Heute besteht das Team aus dem 5-köpfigen, ehrenamtlich tätigen Vorstand und einem 13-köpfigen professionellem Team, das seine Arbeit in Bern und  den Projektländern in verschiedene Teilzeitpensen aufteilt. Seit 2019 erhält die NGO einen Programmbeitrag der Direktion für Entwicklung und Zusammenarbeit (DEZA), was ihr viel mehr Möglichkeiten bietet. Waren sie erst nur im Tschad tätig, so umfasst die Arbeit von Women‘s Hope International heute drei weitere Länder: Afghanistan, Äthiopien und Bangladesch. «Wir gehen nach dem Armutsindex der UNO. Diese drei Länder sind arm, weisen eine sehr hohe Müttersterblichkeit auf und die Gesundheitsversorgung ist mangelhaft», erklärt Grossen.

Aufklärung für Männer

Neben der Behandlung von Fistelpatientinnen, etwa in Form von Operationen, setzt die Hilfsorganisation auf Prävention sowie Information und bietet betroffenen Frauen Ausbildungen als Fisteln-Aufklärerinnen an. Somit können sie nach ihrer Genesung ein eigenes Einkommen generieren, werden meist wieder anerkannt von der Dorfgemeinschaft und können sich wieder in die Gesellschaft eingliedern. «Wir leisten ausserdem auch Aufklärungsarbeit für männliche Jugendliche und Männer, da Fisteln vor allem die Folge von früher Verheiratung und Schwangerschaft und teilweise Unterernährung der Mädchen sind», so Grossen. Die Mädchen hätten oft noch gar nicht den Körper dazu und kämen nicht rechtzeitig vor der Geburt zur Klinik, da sie zu weit weg wohnen. «Deshalb haben wir Wartezonen neben Spitälern errichtet, in denen schwangere Frauen frühzeitig vor der Geburt wohnen können und somit bereits in der Nähe von medizinischer Versorgung sind», ergänzt Lüscher. Weiter hätten sie im Tschad «Maternitées», kühle Lehmbauten für die Geburt, errichtet, in denen Schwangere durch eine Hebamme unterstützt werden. Neben der Fistelnbehandlung, setzt sich Women‘s Hope International ausserdem gegen Beschneidungen, geschlechterbasierte Gewalt und Kinderheirat ein und investiert in die Ausbildungen von medizinischem Fachpersonal.
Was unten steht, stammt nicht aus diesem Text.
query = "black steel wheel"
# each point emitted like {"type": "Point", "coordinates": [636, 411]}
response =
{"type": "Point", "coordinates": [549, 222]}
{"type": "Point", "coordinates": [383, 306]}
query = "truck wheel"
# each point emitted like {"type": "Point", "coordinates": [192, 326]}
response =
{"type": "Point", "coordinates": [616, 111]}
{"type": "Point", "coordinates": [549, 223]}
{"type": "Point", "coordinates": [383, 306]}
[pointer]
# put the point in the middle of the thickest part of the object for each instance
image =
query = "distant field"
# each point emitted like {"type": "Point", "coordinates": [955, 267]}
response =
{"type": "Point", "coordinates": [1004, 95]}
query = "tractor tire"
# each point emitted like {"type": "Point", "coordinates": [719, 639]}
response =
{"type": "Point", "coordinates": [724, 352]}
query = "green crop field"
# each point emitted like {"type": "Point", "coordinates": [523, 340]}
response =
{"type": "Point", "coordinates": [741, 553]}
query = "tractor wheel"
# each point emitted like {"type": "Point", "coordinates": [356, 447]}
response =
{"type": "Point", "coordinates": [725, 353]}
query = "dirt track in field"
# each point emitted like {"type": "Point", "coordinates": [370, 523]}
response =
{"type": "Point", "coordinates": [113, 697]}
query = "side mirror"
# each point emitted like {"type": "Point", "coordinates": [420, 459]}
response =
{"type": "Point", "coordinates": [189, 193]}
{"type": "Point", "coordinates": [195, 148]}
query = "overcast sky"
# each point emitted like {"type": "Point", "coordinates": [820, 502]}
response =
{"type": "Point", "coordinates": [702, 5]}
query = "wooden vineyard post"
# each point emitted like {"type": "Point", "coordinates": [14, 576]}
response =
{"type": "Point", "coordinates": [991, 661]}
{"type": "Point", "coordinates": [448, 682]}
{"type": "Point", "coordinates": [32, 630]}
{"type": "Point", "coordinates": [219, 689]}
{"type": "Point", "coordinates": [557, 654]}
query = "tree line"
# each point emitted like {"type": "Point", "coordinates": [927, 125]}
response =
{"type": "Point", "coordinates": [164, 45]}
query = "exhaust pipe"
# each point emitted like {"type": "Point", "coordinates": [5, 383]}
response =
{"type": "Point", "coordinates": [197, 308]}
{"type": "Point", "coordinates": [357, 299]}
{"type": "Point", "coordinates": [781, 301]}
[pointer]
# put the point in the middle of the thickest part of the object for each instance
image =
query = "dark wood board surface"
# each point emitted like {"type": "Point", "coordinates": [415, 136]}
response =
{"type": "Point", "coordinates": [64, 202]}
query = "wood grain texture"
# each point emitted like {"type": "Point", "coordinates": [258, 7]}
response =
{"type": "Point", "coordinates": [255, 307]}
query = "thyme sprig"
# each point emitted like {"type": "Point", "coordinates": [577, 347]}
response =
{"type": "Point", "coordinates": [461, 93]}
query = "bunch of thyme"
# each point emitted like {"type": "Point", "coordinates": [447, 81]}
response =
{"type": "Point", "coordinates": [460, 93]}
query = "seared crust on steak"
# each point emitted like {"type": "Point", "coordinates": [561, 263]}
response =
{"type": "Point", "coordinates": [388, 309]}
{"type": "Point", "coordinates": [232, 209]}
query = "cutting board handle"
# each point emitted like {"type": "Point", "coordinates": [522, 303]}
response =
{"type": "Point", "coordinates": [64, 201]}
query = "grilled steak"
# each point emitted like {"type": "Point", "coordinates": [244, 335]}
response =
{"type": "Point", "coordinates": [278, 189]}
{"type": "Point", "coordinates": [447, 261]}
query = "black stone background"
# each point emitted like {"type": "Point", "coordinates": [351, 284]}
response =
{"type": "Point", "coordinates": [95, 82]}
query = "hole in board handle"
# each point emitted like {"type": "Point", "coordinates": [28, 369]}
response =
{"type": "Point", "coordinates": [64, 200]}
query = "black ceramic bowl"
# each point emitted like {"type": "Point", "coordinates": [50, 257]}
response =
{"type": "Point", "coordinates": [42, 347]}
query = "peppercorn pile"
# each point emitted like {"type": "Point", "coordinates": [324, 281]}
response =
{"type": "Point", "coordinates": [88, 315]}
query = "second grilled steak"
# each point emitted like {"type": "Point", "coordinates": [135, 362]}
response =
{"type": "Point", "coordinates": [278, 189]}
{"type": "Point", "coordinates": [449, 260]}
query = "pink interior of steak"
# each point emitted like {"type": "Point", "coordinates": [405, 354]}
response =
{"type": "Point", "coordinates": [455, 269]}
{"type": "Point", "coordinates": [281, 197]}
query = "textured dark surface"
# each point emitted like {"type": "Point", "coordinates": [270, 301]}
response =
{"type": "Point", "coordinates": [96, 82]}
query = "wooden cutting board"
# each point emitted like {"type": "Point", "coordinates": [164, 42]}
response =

Bleibt denn noch Hoffnung?

Durch die Klimakrise, Erdbeben, politische Konflikte, Kriege und davor fliehende Menschen wird es auch für die Entwicklungszusammenarbeit immer schwieriger. «Unsere Arbeit ist heute geprägter durch staatliche Kontrollen, etwa in Afghanistan durch die Taliban. Der Druck auf Nichtregierungsorganisationen steigt, die Vorgaben, die sie erfüllen sollen, nehmen zu», ordnet Grossen ein. Ausserdem beinhalte ihre Arbeit Themen, die in diesen Ländern nicht zuoberst auf der Agenda stehen. Und dennoch: Trotz des Leides und den immer schwierigeren Bedingungen, etwas dagegen zu unternehmen, gibt es Hoffnung. «Die Wichtigkeit unserer Arbeit motiviert mich» meint die Geschäftsleiterin nach kurzem Überlegen. Weiter helfe es, sich vor Augen zu führen, was man bei Einzelschicksalen bewirken könne. «Genau», sagt Lüscher. Am ehesten sehe man dies bei Operationen, die für die betroffenen Frauen lebensverändernd seien. Oder bei den errichteten Wartezonen in den Spitälern. «Dort spürt man direkt, dass man etwas bewirken kann.»

Nachhaltiges Arbeiten

Westliche Hilfe in Ländern des globalen Südens wird heute kritischer betrachtet als noch vor 20 Jahren. Zu Recht, findet Grossen. Heute arbeite man holistischer, weiss sie. Man schicke nicht einfach medizinisches Personal aus der Schweiz in diese Länder, sondern ziehe lokale Fachkräfte und Betroffene mit ein. «Die Hilfe wird so nachhaltiger. Man kann etwas erreichen, das weiterläuft, wenn man sich zurückzieht.» Women‘s Hope International arbeitet bewusst mit  lokalen Mitarbeitenden und Partnerorganisationen. «Die lokale Verankerung ist essentiell, damit Bedarf und Unterstützung optimal zusammenpassen», sagt Grossen. Ein- bis zweimal pro Jahr reisen die jeweiligen Programmverantwortlichen ins entsprechende Land, umgekehrt besuchen lokale Partner sie in Bethlehem. «Nach dem Besuch aus dem Tschad kommen bald zwei Mitarbeiterinnen aus Äthiopien, ich hoffe es ist dann schöneres Wetter», sagt Grossen und lacht, bevor sie den letzten Schluck Tee nimmt.